Ontario MPP
- In office 1905–1908
- Preceded by: Henry John Pettypiece
- Succeeded by: Robert John McCormick
- Constituency: Lambton East

Personal details
- Born: March 25, 1858 Plympton Township, Lambton County, Canada West
- Died: January 10, 1926 (aged 67) Ontario, Canada
- Party: Conservative
- Spouse: Effie J. Duncan ​(m. 1880)​
- Occupation: Farmer

= Hugh Montgomery (Canadian politician) =

Canadian politician

Hugh Montgomery (March 25, 1858 - January 10, 1926) was a Canadian farmer and political figure in Ontario.
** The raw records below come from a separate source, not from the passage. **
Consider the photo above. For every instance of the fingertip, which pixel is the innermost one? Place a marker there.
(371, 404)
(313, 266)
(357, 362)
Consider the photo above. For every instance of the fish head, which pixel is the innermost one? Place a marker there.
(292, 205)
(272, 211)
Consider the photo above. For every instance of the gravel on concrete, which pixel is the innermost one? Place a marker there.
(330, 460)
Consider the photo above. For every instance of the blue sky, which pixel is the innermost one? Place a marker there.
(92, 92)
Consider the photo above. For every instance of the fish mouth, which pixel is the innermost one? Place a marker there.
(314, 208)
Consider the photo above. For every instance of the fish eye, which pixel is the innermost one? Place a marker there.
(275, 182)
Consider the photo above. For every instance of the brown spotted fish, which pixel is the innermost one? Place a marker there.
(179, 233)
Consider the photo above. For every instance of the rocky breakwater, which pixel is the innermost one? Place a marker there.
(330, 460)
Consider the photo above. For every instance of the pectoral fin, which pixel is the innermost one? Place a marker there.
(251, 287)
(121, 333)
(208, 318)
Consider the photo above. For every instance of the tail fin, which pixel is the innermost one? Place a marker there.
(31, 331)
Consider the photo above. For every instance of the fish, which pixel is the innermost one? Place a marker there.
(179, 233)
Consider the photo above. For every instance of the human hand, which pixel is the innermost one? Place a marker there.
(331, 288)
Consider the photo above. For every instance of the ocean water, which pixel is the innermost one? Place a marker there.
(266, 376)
He represented Lambton East in the Legislative Assembly of Ontario from 1905 to 1908 as a Conservative member.

He was born in Plympton Township, Lambton County, Canada West, the son of Charteris Montgomery and Charlotte Brown who came to Lambton County from Ireland. He operated a threshing business and also raised horses and cattle. Montgomery married Effie J. Duncan in 1880. He served on the township council, serving as reeve from 1897 to 1903. He was defeated by Robert John McCormick in 1908 in a bid for reelection to the provincial assembly. He died January 10, 1926.